Donna morì per un ossicino di pollo, assolte due dottoresse

Calcio, la sentenza del Tribunale di Brescia: per una «il fatto non sussiste», per l’altra «non costituisce reato». La Procura chiedeva un anno. Rosa Pesenti, 64 anni, morì nel 2015.

La Procura di Brescia aveva chiesto per entrambe un anno di reclusione per omicidio colposo. Ma ieri il giudice ha assolto due dottoresse del Pronto soccorso dell’ospedale di Chiari finite a processo a Brescia per la morte di Rosa Pesenti, 64 anni, bergamasca di Calcio, scomparsa nel marzo del 2015 dopo che un ossicino di pollo ingoiato cinque mesi prima le aveva perforato prima l’esofago e poi l’aorta. Per l’accusa le due dottoresse non avevano sottoposto la donna a una gastroscopia e a una Tac, esami che le avrebbero potuto salvare la vita. Invece il giudice ieri ha assolto entrambe, come chiesto dai legali della difesa – gli avvocati Francesco Chiodi, Marialuisa Mancini e Paolo Palumbo –, N. S. perché «il fatto non costituisce reato» e M. S. F. (ora in pensione) perché «il fatto non sussiste». La prima dottoressa aveva visitato Rosa Pesenti il 19 ottobre del 2014, mentre la collega cinque giorni più tardi. In entrambi i casi la donna era stata dimessa con una diagnosi di gastrite.

Soltanto un successivo ricovero all’ospedale Papa Giovanni XXIII di Bergamo il 24 ottobre aveva fatto emergere la tragica realtà: la presenza dell’ossicino che le aveva lacerato esofago e aorta. Un iniziale intervento sembrava aver risolto la situazione ed era stata dimessa, ma il successivo 1° gennaio 2015 la sessantaquattrenne di Calcio aveva accusato un’emorragia.
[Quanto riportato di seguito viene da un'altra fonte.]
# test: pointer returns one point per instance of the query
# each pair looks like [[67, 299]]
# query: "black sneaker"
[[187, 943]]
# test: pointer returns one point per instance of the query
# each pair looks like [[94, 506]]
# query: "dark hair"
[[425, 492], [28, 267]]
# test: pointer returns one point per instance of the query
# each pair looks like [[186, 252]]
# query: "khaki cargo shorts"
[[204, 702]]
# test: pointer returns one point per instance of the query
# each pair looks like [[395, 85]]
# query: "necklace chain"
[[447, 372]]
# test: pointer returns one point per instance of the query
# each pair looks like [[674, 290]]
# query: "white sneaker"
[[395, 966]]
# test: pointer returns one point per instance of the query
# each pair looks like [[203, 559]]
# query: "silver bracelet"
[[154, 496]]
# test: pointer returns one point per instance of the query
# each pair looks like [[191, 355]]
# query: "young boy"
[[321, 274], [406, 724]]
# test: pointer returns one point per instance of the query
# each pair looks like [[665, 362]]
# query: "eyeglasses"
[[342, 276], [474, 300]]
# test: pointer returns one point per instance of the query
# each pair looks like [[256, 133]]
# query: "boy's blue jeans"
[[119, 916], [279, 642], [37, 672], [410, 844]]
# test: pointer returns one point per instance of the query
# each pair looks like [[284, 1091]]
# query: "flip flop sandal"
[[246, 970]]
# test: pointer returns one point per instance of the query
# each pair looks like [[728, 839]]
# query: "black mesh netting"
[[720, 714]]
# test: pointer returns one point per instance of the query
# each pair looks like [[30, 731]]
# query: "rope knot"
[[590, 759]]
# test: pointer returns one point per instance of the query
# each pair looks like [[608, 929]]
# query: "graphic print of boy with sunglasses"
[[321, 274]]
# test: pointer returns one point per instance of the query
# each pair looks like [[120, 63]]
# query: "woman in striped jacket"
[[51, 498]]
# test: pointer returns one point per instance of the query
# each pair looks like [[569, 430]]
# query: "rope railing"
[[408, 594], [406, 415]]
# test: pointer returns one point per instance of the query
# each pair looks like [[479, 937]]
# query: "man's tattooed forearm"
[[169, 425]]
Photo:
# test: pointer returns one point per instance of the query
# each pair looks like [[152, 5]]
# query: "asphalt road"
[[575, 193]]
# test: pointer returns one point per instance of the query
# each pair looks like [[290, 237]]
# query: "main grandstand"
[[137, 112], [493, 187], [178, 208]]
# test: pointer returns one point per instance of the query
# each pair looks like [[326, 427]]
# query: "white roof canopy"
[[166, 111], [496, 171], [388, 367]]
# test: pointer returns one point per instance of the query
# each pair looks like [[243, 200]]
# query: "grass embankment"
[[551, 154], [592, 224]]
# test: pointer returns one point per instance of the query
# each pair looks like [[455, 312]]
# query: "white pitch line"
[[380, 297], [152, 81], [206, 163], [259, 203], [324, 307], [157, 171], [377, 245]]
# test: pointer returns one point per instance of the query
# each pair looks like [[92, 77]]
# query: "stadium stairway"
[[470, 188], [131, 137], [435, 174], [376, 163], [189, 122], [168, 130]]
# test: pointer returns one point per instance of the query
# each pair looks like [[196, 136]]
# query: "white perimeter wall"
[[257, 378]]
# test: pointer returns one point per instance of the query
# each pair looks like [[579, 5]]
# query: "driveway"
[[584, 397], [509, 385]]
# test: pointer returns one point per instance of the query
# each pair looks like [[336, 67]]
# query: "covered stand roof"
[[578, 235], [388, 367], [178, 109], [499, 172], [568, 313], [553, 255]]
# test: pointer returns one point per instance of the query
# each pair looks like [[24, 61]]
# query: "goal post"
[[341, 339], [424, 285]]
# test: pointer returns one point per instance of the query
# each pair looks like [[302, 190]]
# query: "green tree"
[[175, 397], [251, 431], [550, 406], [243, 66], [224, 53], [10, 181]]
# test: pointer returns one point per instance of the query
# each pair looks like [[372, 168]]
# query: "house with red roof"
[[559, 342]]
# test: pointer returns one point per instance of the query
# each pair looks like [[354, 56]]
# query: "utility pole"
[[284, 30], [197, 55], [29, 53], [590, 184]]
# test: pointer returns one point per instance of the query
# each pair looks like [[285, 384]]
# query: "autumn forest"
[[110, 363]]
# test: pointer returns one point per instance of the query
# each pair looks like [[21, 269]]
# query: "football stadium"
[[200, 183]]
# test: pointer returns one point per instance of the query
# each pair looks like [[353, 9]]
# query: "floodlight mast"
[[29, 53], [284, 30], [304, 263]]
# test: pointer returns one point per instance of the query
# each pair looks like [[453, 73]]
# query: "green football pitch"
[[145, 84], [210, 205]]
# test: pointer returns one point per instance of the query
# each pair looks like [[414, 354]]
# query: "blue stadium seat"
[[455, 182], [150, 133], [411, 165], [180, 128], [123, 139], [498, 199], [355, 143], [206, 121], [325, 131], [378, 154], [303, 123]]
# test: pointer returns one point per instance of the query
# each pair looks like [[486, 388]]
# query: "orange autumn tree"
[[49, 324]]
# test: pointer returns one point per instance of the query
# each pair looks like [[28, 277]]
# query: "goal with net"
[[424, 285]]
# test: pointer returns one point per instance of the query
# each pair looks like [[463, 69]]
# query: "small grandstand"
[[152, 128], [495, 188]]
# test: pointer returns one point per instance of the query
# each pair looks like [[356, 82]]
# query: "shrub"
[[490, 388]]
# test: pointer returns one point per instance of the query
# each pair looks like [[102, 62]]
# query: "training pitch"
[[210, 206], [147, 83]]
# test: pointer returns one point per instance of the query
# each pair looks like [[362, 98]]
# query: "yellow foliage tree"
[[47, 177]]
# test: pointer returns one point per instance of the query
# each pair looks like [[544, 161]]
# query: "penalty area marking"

Era seguito un ulteriore ricovero e intervento, ma a marzo la donna era morta senza più lasciare l’ospedale.

I familiari hanno sostenuto da sempre di aver riferito ai medici dell’ospedale di Chiari dell’ossicino ingoiato: la donna era stata sottoposta solo a una lastra e agli esami di routine e poi dimessa con la prescrizioni di farmaci contro la gastrite. Secondo i consulenti del pm sentiti nelle varie udienze sarebbe bastata una gastroscopia per rilevare il problema e salvare la paziente. Gli esperti delle difese avevano invece spiegato che le due dottoresse avrebbero operato con tutte le cautele del caso e che il decesso sarebbe «un caso rarissimo e sfortunato, frutto di complicanze non riconducibili alle prestazioni fornite dalle dottoresse di prima emergenza, che furono corrette», tanto che la donna, a detta dei consulenti, «non aveva manifestato sintomi che potessero far indurre la presenza di un corpo estraneo nell’esofago». Tanto più che dopo la somministrazione di farmaci i dolori erano regrediti. Ora non restano da attendere le motivazioni della sentenza per conoscere nei dettagli le motivazioni dell’assoluzione delle due dottoresse.